We don't need to feel the heat to know that it is hot. May looks completely drained, physically and emotionally. Eddie, desperate, asks May if he should leave, even though he has just driven more than 2,000 just to see her.


“I missed you. I did. I missed you more than anything I ever missed in my whole life. I just kept thinkin' about you the whole time I was driving. Kept seeing you. Sometimes just a part of you.”


The ambivalent nature of their relationship is established very early, as Eddie leaves, then comes back only to have May grab him and give him a passionate kiss.


It is very clear that these are two people who can't live together and can't live without each other.


Eddie has grand plans—He's going to settle down.
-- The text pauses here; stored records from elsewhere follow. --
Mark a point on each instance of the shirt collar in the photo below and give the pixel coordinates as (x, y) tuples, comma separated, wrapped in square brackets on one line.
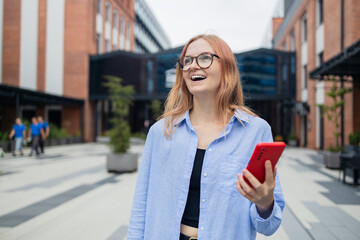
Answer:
[(238, 115)]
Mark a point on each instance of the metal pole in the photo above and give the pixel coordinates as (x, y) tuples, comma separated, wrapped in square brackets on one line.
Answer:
[(342, 111), (17, 105), (342, 77)]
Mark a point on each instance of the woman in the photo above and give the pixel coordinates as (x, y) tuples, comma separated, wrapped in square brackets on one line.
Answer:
[(190, 183)]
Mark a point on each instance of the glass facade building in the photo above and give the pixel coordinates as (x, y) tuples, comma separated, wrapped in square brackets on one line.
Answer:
[(268, 80), (149, 36)]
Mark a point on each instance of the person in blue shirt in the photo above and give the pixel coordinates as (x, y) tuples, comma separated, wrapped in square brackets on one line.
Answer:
[(35, 132), (19, 131), (45, 126), (190, 183)]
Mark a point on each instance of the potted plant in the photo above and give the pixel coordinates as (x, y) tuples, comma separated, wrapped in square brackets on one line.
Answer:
[(354, 140), (120, 160), (292, 140), (332, 155)]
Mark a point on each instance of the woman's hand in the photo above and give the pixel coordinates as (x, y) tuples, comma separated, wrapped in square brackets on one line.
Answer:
[(261, 194)]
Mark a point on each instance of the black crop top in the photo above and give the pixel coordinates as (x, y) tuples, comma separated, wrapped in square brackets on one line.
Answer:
[(192, 208)]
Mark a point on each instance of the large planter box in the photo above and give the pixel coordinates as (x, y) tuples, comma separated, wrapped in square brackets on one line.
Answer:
[(292, 142), (121, 162), (332, 160), (54, 141)]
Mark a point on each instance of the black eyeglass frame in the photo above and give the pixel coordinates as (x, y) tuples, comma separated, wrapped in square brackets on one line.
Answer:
[(196, 59)]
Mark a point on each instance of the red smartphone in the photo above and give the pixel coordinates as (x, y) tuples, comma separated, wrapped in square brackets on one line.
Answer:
[(264, 151)]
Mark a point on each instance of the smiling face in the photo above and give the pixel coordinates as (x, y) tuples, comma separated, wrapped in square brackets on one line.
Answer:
[(199, 81)]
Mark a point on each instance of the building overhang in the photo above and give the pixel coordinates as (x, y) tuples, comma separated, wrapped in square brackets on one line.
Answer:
[(346, 63), (25, 96)]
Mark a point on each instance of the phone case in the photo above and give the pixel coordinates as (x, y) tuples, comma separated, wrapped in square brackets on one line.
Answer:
[(264, 151)]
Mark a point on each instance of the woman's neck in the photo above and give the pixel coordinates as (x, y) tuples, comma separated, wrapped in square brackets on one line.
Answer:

He's going to move a trailer, build a corral in which to keeep horses, have a big vegetable garden and some chickens.


“I hate chickens! I hate horses!...You keep coming up with this lame country dream life with chickens and vegetables and I can't stand any of it...”


Gularte and Williams are perfect in their roles. It is perhaps their real-life marriage which makes the physical relationship between the two sizzle with such passion.


As the action plays out, the Old Man sits, watching, a drink in hand. We learn soon that he is the voice in Eddie's head and in his conversations with Eddie, we learn what impact his relationship with both Eddie and with May has had on each of them, and on their on-again-off-again relationship with each other.


Taylor makes a perfect grizzled old codger, for whom life was never easy, and who took his anger out on those around him.


A fourth member of the cast, David Campfield, plays Martin, May's date, who unwittingly arrives at the height of tension between May and Eddie. Campfield has the dazed look of a deer caught in the headlights as he tries to assess what exactly is going on between May and Eddie. He was so perfect in the role that he seemed to have difficulty shaking it at the final bow.


Special notice should be given of the lighting design of Ron Madonia and sound design of Brad Thompson who made things happening outside the motel amazingly realistic.


Director Stevens deserves credit for her ability to direct the verbal battle between Eddie and May with the same care as one would direct the arias of an opera.


“Fool for Love” is a gritty story that has no resolution because we know that no matter what they do, Eddie and May will always be connected to each other, whether they want to be or not.